Honouring Australia?s first quarrymen

Australia’s earliest inhabitants, our original Aboriginal population, arrived in this country over 50,000 years ago, migrating across the land bridge that then joined Australia to Asia.

When our continent broke free, it isolated the Aborigines from what was happening on the other side of the world, such as the Bronze Age some 6000 years ago and the Iron Age 4000 years ago.

The Aborigines found they were in a land eroded over time that exposed rocks of all types. They came with no knowledge of metals and indeed had no need of them, as they were expert workers of stone. It is fascinating to contemplate that at a time while the rest of the world made use of metals for domestic purposes and war, the indigenous people thrived as Stone Age men until just over 200 years ago.

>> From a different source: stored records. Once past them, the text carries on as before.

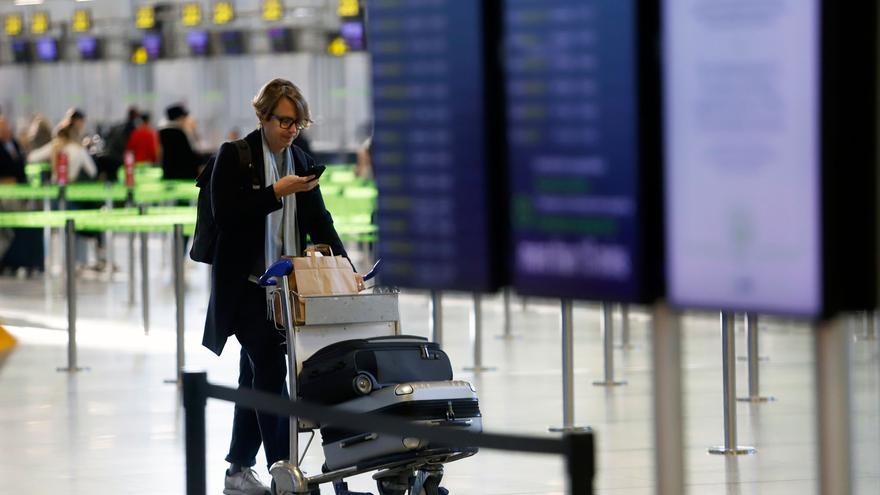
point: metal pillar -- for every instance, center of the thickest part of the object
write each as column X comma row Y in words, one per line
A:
column 47, row 242
column 131, row 269
column 834, row 432
column 70, row 275
column 179, row 300
column 108, row 238
column 754, row 385
column 870, row 327
column 508, row 323
column 728, row 345
column 436, row 323
column 476, row 330
column 608, row 336
column 145, row 281
column 624, row 328
column 292, row 379
column 668, row 402
column 568, row 425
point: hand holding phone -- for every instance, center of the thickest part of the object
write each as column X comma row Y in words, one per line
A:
column 316, row 171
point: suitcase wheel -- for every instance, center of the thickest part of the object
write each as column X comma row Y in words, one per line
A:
column 362, row 384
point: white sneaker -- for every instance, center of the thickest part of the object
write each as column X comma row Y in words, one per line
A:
column 244, row 482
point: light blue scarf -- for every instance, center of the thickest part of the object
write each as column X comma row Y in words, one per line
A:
column 281, row 232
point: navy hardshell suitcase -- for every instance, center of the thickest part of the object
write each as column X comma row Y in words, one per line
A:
column 353, row 368
column 444, row 404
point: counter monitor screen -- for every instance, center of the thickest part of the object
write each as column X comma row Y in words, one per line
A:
column 47, row 49
column 198, row 42
column 232, row 42
column 280, row 39
column 152, row 43
column 21, row 51
column 353, row 34
column 89, row 47
column 572, row 131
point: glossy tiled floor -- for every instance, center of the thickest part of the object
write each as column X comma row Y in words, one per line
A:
column 117, row 428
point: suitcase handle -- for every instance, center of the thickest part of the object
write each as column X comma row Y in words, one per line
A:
column 454, row 422
column 366, row 437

Just contemplate life today without metals, eg no steel and copper. Yet the Aborigines thrived in their Stone Age environment, using rocks as the basic material for their knives, axes, spear points and scrapers. Clearly though, they had to have access to the right type of stone for each application. For instance, you cannot make an axe or delicate spear points from a piece of sandstone, whereas that sedimentary stone made an ideal base for a two-piece grindstone to reduce seeds to flour for food.

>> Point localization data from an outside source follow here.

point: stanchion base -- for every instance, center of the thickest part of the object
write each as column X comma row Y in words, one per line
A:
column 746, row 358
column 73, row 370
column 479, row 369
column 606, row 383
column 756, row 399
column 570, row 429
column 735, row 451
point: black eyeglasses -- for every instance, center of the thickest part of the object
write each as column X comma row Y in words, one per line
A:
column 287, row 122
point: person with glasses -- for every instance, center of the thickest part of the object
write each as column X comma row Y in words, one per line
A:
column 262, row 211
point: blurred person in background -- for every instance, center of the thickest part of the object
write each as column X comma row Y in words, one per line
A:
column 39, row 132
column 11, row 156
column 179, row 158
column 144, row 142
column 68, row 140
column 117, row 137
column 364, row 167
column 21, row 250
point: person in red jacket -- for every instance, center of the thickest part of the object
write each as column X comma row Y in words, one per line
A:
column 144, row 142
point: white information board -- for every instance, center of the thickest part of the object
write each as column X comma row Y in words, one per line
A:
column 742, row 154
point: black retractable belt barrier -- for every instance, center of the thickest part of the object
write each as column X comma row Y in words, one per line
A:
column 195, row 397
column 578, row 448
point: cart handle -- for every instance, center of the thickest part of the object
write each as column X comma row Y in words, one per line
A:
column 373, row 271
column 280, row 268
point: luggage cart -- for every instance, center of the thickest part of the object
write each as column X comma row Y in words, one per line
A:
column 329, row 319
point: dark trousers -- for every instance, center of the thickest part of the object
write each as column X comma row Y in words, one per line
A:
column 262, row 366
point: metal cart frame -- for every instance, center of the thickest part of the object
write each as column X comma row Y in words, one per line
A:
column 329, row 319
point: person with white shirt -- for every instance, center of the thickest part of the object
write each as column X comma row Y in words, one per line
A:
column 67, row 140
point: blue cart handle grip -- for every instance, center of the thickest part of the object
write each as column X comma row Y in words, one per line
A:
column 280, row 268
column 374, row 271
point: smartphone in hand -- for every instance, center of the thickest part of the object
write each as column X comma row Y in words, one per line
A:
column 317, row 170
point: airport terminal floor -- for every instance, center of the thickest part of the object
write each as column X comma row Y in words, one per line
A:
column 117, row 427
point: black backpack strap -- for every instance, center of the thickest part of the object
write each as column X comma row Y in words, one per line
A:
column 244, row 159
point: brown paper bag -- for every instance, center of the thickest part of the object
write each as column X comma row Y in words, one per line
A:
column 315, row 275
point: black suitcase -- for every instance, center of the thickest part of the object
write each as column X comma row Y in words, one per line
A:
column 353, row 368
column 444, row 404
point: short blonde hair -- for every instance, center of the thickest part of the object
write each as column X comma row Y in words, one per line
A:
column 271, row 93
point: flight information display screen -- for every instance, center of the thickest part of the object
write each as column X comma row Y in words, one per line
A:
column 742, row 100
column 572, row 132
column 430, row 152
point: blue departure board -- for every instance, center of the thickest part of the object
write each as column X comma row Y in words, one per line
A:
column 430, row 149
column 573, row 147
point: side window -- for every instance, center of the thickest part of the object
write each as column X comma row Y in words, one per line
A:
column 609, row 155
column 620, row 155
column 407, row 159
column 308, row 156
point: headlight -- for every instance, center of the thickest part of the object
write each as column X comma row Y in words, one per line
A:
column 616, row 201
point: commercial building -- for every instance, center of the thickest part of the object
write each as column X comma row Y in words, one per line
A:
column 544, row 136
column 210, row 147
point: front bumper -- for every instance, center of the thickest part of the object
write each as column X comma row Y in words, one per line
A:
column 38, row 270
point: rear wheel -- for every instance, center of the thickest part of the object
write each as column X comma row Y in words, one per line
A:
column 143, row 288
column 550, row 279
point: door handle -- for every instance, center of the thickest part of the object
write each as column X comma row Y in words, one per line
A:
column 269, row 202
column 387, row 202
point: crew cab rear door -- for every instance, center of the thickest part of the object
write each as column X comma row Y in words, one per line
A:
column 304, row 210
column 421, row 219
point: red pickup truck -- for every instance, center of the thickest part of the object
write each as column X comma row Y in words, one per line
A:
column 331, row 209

The original natives overcame the problem by becoming not only quarrymen but the first traders in stone, whereby glassy rocks such as petrified wood and obsidian were bartered for coloured ochre or slim straight hardwood shafts for spears or hand-sized, river-worn stones to make their ground edge axes.

Normally indigenous tribes were fiercely territorial and woe-betide any strangers who crossed their boundaries, particularly as they would often be young bucks seeking to kidnap a sometimes willing wife. But if those intruders were carrying rocks, spear shafts or ochres, these items gave them safe passage through hostile tribal territories.

However, the trick was to ensure your presence and intent was clear before you received a very pointed reception. It is said that some of these trading trails across the inland were the basis for many of our own early roads.

The Aborigines had no need to establish rock quarries as we know them, but ochres, much sought after for the body painting essential for corroborees, were a different matter. Ironstone for red and yellow and copper deposits for green and blue were usually found only in narrow veins and so small scale quarries were established and were fiercely defended as a tribal asset – or bank account.

It is no irony that our Indigenous people did not realise that the minerals they used to decorate their bodies held the key to life as we know it today. However, there is no dispute that they were the first quarrymen and stone traders in in our country.